Peste suina africana: rischio tsunami per la Food Valley

Silenzi e strumentalizzazioni politiche non aiutano e non fermano il contagio

La diffusione dell’epidemia di peste suina africana nel territorio parmense richiede una immediata e forte mobilitazione di tutta la comunità economica e sociale di Parma per ottenere dal governo misure immediate di sostegno per la filiera dei salumi e azioni efficaci con i paesi di esportazione per superare il blocco delle esportazioni sui prodotti non contaminati, in particolare quelli a denominazione di origine come il Prosciutto di Parma e il Salame di Felino.

La nuova perimetrazione del contagio, adottata ieri dalla Commissione Europea in conseguenza del ritrovamento di carcasse di cinghiale infette nella pedecollina, fa rientrare in zona di restrizione 2 i Comuni di Collecchio, Sala Baganza e Felino e in zona di restrizione 1 i Comuni di Langhirano, Lesignano e Traversetolo.
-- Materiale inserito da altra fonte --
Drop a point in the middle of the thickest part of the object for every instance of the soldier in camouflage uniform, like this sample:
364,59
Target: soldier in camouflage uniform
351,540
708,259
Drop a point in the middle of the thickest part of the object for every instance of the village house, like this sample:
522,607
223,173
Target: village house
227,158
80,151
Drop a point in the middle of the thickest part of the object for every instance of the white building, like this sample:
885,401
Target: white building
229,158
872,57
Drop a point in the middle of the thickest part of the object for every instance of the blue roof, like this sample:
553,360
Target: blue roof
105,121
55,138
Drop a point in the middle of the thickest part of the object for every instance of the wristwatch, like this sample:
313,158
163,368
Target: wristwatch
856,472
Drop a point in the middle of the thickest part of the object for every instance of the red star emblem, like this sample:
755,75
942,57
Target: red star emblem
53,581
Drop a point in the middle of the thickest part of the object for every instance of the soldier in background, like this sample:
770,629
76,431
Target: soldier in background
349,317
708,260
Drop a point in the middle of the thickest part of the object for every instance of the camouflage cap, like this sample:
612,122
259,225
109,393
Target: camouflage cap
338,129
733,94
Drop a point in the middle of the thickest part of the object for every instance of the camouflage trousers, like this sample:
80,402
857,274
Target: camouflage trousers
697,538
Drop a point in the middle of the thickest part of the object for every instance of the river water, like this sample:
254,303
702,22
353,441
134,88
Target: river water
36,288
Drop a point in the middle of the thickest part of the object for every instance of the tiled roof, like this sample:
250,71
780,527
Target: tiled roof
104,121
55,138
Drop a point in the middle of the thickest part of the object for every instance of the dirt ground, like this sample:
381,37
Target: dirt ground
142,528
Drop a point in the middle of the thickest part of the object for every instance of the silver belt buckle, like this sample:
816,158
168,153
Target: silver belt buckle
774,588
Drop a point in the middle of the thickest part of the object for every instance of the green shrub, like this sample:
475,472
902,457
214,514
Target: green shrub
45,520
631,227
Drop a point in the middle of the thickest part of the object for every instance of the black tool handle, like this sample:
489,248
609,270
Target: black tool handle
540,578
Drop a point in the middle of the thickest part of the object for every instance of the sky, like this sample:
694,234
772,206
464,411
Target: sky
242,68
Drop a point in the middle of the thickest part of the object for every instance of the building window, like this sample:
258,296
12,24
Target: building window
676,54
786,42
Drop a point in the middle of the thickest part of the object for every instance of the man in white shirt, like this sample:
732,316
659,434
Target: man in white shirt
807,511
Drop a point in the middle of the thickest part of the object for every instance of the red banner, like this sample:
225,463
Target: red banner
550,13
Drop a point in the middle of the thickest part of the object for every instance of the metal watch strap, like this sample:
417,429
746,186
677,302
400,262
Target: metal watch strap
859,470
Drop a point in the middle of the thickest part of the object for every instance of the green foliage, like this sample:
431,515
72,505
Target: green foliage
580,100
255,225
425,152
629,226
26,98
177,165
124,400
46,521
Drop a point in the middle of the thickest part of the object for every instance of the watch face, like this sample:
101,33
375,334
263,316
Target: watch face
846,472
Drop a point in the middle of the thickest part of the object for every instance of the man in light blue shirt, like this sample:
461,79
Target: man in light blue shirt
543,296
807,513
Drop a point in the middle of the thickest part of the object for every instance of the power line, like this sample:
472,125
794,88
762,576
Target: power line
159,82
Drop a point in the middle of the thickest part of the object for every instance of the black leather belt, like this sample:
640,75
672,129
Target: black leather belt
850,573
Il cuore della produzione dei salumi di Parma.

Benché in Emilia-Romagna l’infezione non sia ancora entrata negli allevamenti, grazie anche alle misure di biosicurezza messe in campo dagli allevatori, e i salumi prodotti non risultino pertanto contaminati, il solo fatto di ricadere nelle zone di restrizione 2 comporta il blocco delle esportazioni da parte di paesi come USA, Canada e Giappone, in forza dei protocolli sanitari che applicano alle importazioni.

Le ricadute economiche ed occupazionali rischiano di essere enormi e bisogna agire tempestivamente, in modo compatto e coordinato a tutti i livelli, per porre argine, per quanto possibile, a quello che si profila come un vero e proprio tsunami per la Food Valley di Parma.

Come Europa Verde ci teniamo però a mettere in chiaro alcune cose per smontare fin da subito strumentalizzazioni politiche e fake news che già iniziano a circolare. La diffusione della peste suina non è certo colpa, come sostiene il presidente di Assosuini, dell’ideologia ambientalista, ma semmai il contrario.

L’eccessiva presenza di cinghiali, che comportava tra le alte cose danni all’agricoltura e agli ecosistemi e pericoli di incolumità per le persone, è un problema annoso le cui cause sono piuttosto da ricondurre ai cacciatori, in particolare i cinghialai, che non hanno mai voluto contenerne la popolazione, anche quando si sono dati tutti gli strumenti e i permessi per farlo, e alla sciagurata riforma delle province che ha separato le funzioni di gestione e controllo della fauna selvatica e depotenziato i corpi di polizia provinciale addetti al coordinamento dei piani di controllo nei parchi e nelle zone protette.

L’ecologia e la storia insegnano che quando le popolazioni superano per troppo tempo determinate soglie intervengono poi agenti naturali per riequilibrarle.

Così come non è certo l’Europa, come qualcuno vuole fare credere, a bloccare le esportazioni, ma sono gli accordi commerciali e i protocolli sanitari applicati dai paesi terzi e spesso negoziati bilateralmente dagli Stati. Anzi, è grazie alle misure di regionalizzazione e perimetrazione adottate dall’Unione Europea che si è potuto evitare che la presenza di un solo contagio portasse al blocco delle esportazioni per tutto il territorio nazionale.

Vi sono stati poi dei ritardi e sottovalutazioni da parte dei governi in carica. Bisognava intervenire in maniera immediata e radicale, con reti di contenimento, fin dal primo contagio registrato più di due anni fa nell’appennino ligure, come fatto con successo in Belgio. Ma ormai è troppo tardi e bisogna pensare al presente.

E pensando al presente, quello che non aiuta è l’omertà tipica del sistema parmigiano. Fare finta di niente per non creare “allarmismo” come è stato fatto per due anni non ferma certamente il contagio e non tutela i produttori e i lavoratori. Bisogna affrontare la realtà per quello che è e fare in modo che tutti gli attori coinvolti adottino misure immediate.

Come Europa Verde chiediamo inoltre di dare diffusa e adeguata informazione ai cittadini delle norme di comportamento da adottare nelle zone di restrizione e in caso di ritrovamento di carcasse di cinghiale, sapendo comunque che il virus della peste suina non è trasmissibile all’uomo e non comporta rischi per la salute umana.